The University of Nairobi students have come up with a cheap solar powered tent to help farmers keep fruits and vegetables fresh for more than five days after harvest.
Keeping the produce fresh for long extends the marketing time, therefore, averting post harvest losses.
The equipment, which is borrowed on the Tanzania’s Wakati tent fridge, only requires solar power to keep fruits and vegetables fresh for a week or so.
Upper Kabete Campus student Emmanuel Amwoka said tests have proven that fresh vegetables and fruits are marketable after five and seven days respectively when stored in the tent.
The one metre by one and half metre tent can host up to 300kg of tomatoes.
The canvas tent has a solar powered fan at one corner. The fan is placed in a cuplike water reservoir. As it rotates, it picks the water into mist droplets, which are distributed in the tent by air currents.
“When a moisture concentration of 80 per cent is achieved, the surface of the fruits and vegetables remain fresh because of there is no net loss of water. Keeping any produce fresh for long gives farmers more time to sell,” Amwoka said.
It is not only a facility for farmers, but also sellers of fresh produce.
Living things naturally lose water to the atmosphere when the humidity concentration on the outside is low. The same happens on dry windy days.
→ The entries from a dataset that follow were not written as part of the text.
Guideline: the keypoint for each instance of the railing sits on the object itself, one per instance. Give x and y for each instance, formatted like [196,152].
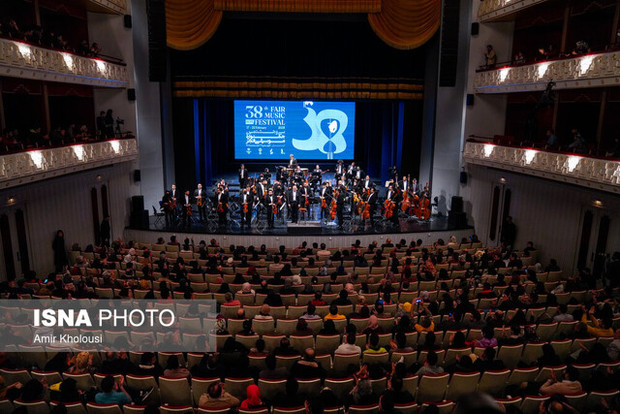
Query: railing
[595,173]
[493,9]
[22,60]
[39,164]
[585,71]
[115,6]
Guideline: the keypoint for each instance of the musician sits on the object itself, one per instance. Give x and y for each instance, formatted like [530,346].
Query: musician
[339,170]
[372,203]
[200,197]
[293,203]
[187,208]
[340,207]
[292,162]
[243,176]
[169,209]
[221,205]
[325,195]
[359,174]
[270,201]
[247,203]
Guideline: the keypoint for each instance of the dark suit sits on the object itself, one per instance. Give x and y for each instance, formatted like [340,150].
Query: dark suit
[246,218]
[202,210]
[243,177]
[186,202]
[294,201]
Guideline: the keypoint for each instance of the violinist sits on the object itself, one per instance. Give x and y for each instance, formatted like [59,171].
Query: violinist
[187,208]
[169,208]
[340,207]
[272,207]
[293,203]
[243,176]
[371,204]
[325,196]
[200,197]
[221,205]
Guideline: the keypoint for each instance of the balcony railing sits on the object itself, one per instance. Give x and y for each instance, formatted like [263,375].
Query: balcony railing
[40,164]
[491,10]
[108,6]
[22,60]
[585,71]
[595,173]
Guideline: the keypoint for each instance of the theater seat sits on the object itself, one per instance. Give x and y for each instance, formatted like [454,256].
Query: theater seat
[175,391]
[432,387]
[94,408]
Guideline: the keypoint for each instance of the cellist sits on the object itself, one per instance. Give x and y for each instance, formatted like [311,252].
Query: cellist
[247,203]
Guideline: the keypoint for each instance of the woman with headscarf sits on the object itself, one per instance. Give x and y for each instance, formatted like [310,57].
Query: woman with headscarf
[253,401]
[373,326]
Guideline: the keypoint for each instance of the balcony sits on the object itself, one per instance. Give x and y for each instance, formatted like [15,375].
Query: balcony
[107,6]
[22,60]
[585,71]
[594,173]
[494,10]
[35,165]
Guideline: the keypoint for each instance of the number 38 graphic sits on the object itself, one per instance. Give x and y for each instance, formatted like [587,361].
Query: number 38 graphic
[254,111]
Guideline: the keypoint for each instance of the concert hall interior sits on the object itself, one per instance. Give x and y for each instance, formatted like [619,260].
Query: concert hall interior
[408,169]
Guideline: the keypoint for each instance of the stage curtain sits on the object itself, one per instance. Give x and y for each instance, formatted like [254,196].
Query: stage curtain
[190,23]
[406,24]
[402,24]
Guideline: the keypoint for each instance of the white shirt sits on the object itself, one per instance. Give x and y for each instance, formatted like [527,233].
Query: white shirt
[348,349]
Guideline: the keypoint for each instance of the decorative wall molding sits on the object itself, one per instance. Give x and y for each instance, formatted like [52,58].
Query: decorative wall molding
[22,60]
[35,165]
[491,10]
[594,173]
[587,71]
[113,6]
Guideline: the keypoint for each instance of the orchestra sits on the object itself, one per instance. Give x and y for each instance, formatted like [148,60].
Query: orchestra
[305,194]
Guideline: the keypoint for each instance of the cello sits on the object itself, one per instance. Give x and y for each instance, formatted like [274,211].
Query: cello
[334,205]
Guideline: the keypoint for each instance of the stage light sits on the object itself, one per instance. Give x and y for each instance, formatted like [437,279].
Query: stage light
[37,158]
[116,146]
[78,150]
[585,63]
[542,69]
[572,162]
[24,50]
[503,74]
[529,156]
[68,60]
[488,150]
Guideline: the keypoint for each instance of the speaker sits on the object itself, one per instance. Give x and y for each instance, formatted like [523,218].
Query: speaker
[457,204]
[158,51]
[475,28]
[457,220]
[137,204]
[463,177]
[139,220]
[449,49]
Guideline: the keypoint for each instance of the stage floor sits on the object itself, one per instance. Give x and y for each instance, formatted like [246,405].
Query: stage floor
[310,227]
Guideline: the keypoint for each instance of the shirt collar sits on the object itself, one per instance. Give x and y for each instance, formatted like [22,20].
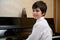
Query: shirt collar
[40,19]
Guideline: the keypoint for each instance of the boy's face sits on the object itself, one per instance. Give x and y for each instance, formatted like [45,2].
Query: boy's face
[37,13]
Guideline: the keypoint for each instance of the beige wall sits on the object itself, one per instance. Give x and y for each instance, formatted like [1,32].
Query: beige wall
[13,8]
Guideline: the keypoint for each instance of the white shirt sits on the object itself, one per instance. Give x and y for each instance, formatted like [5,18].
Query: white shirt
[41,30]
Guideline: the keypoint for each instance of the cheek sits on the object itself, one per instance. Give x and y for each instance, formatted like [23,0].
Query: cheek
[35,14]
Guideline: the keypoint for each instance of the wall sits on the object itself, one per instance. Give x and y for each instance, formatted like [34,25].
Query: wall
[13,8]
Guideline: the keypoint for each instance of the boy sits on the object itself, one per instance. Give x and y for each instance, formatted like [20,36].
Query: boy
[41,29]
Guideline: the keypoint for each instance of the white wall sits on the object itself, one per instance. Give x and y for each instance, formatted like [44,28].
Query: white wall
[13,8]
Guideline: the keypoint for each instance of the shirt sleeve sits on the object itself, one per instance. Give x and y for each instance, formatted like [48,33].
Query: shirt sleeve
[35,35]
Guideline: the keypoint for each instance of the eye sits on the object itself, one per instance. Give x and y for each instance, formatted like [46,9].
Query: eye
[37,10]
[33,10]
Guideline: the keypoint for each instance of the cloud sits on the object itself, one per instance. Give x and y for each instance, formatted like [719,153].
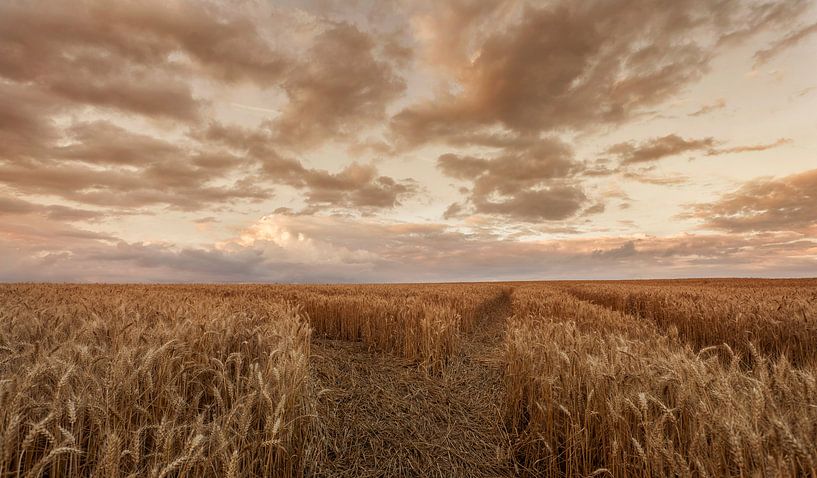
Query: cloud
[764,204]
[789,41]
[716,105]
[527,184]
[287,248]
[672,145]
[750,148]
[532,71]
[339,87]
[356,186]
[658,148]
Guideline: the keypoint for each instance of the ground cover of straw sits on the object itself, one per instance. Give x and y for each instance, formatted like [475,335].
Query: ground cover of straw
[642,378]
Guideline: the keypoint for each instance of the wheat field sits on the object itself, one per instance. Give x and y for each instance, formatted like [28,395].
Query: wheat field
[651,378]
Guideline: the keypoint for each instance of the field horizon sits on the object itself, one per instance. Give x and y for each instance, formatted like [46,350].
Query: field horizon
[544,378]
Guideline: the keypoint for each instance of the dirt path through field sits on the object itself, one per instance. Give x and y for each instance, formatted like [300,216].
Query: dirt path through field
[384,417]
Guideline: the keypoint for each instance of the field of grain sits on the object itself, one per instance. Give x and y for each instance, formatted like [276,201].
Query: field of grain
[644,378]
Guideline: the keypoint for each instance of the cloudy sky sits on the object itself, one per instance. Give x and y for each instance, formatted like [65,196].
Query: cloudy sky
[407,140]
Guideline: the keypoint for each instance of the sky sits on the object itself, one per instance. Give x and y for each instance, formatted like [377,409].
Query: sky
[407,140]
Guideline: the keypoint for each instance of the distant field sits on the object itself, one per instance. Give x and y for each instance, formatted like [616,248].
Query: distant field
[704,377]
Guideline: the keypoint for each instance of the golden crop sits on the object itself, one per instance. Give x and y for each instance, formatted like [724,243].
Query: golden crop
[541,379]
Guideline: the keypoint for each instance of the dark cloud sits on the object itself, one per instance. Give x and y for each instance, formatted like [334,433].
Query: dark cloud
[339,87]
[356,186]
[766,204]
[528,184]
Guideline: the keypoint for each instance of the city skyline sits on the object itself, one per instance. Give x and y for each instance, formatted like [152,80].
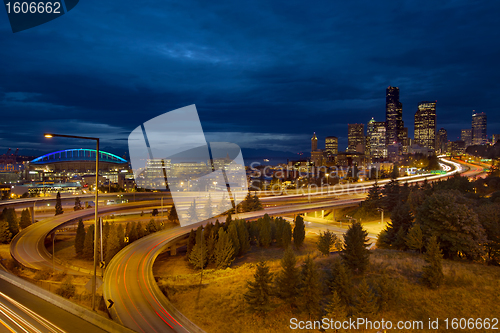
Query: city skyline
[318,73]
But the microclimate created in the tent decelerates the loss of water, therefore, keeping the skin firm for long.
University of Nairobi student Emmanuel Amwoka (in white polo tshirt) zips the Wakati tent fridge after packing capsicums. Looking on is a colleague. The solar powered tent keeps fruits and vegetables fresh for more than seven days. Photo courtesy.
Besides the cooling ability, the tent also reduces the speed of ripening of fruits, with capsicums remaining fresh for up to 10 days.
“The fan oxidizes oxygen in water into ozone (tri-oxygen). The three oxygen ‘atomed’ molecule fights off ethylene gas from the tent through a series of chemical reactions. Reduced ethylene is reduced ripening,” Amwaka said during the 2016 University of Nairobi tech expo.
Ethylene gas is emitted by fruits. It accelerates ripening of fruits.
Fruits and vegetables, just like other living things, lose water to the surrounding when the air around them is dry or less concentrated with humidity.
Good refrigerators and other coolers cost more than Sh20,000. In addition to the initial cost, maintenance costs and power bills are prohibitive to average small-scale farmers, who may also be away from the national electricity grid.
These, among other attributes, make the Wakati tent cooler an appropriate tool for rural farmers and agro-traders.
The entire kit is set to cost about Sh10,000.